Without going into insane depth on the subject, the standardized IQ test is supposed to measure an individual's intelligence -- his or her ability to think and reason.  It's meant to be statistically reliable -- that is, although your test scores may change by a point or two up or down, you are generally supposed to get the same score over time. But I've noticed that my own test scores vary by as much as ten points, depending on the type of test administered, my age, the time of day the test was given, and a host of other factors which are not supposed to affect final scores on IQ tests. I've therefore come to the conclusion that most IQ tests do not actually assess intelligence. What they do measure is an individual's ability to navigate a standardized test successfully.

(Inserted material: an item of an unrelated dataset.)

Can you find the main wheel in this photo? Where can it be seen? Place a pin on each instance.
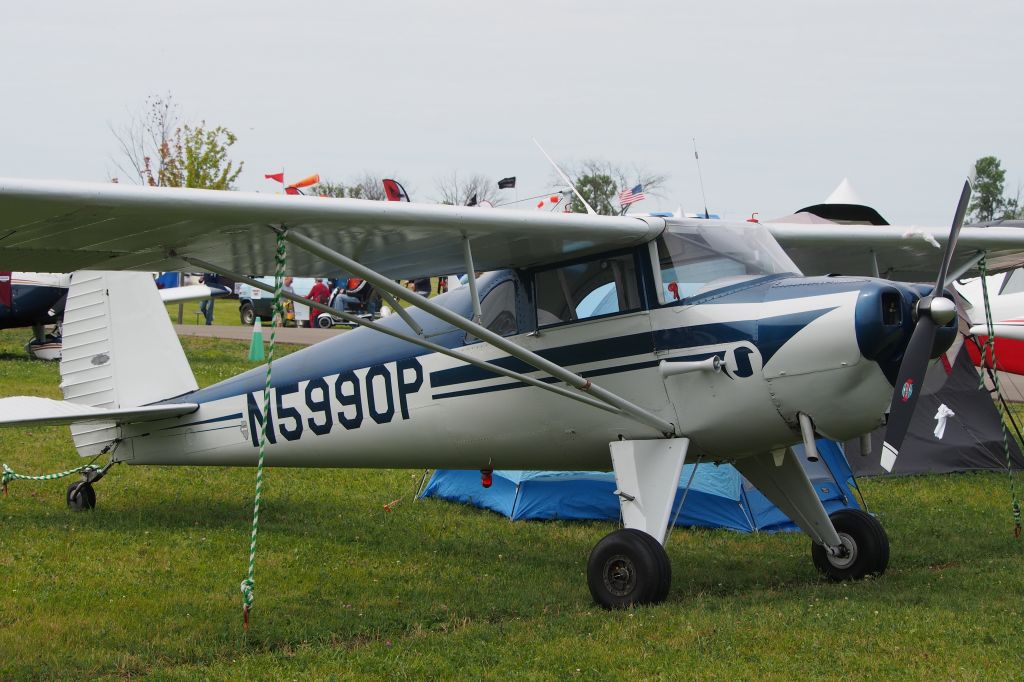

I'm very good at taking tests. Even going into a subject "blind," I can usually suss out multiple-choice answers by process of elimination and determine answers to certain questions based on facts given in other parts of the test. I don't have particularly strong testing anxiety, I pace myself, I try to use logic and knowledge of Latin root words to figure things out, and I skip over questions if they weigh me down too long, going back to focus on them later if I have more time. In other words, if I have even a rudimentary knowledge of the subject, I can usually get at least a respectable test score. And because I'm good at taking tests, it follows that I'm also good at taking IQ tests. My average scores don't put me into the "Wile E. Coyote, Super Genius" range, but they're good enough that I could probably qualify for Mensa membership. (I don't want to, because to my mind Mensa is less about seeking after the good of humanity and more about masturbatory self-congratulation, but that's fodder for a whole different post.)

As I see it, the problems with singling out kids for special educational treatment because they test in the gifted-to-genius range are: a) doing so engenders a strong sense of resentment in family groups, b) gifted children pick up the hint that high intelligence is key to their identity, making them afraid to fail for fear of losing who they are, c) many of the enrichment activities lavished on gifted children would be enjoyed just as much by those not considered gifted, and d) by the time most people reach adulthood, it doesn't make that much of a difference. The highest achievers in my family -- the ones who are making the most difference for good in the world -- were not the children who were selected for the gifted programs. Maybe they're the high achievers precisely because that early sense of disparity between siblings made them feel they had to prove themselves -- so they did it in spades. The so-called "smart" siblings have had a tendency to rest on their laurels, complacent in the knowledge that they didn't need to prove themselves to anyone, or afraid to take big risks because they feared failing and looking "dumb" in front of others. Being labeled as intelligent has, in some ways, held them back from achieving their full potential.

This thing shouldn't determine anyone's self-worth.
True intelligence is something far more than an arbitrary number on a Scantron sheet. It is not measured by standardized tests as much as it is measured by individual wisdom and judgement, the ability to make course corrections and learn from one's mistakes. In the end, you don't really need to be super-smart; all you really need is to be smart enough. From that point, hard work and application cover the rest.

1 comment:

Mark and Kiss said...

Fabulous! Well said! I agree. I worry about this with my kids. They are all super smart, sweet kiddos. But one out of the three oldest have tested into the gifted program. Even though they are smart, because they aren't the smartest, they feel inadequate or dumb...very sad. Last week, my two middle schoolers applied to participate in the Brain Bowl, one made it on the team, one didn't, the one who didn't was humiliated he said. My heart broke for him.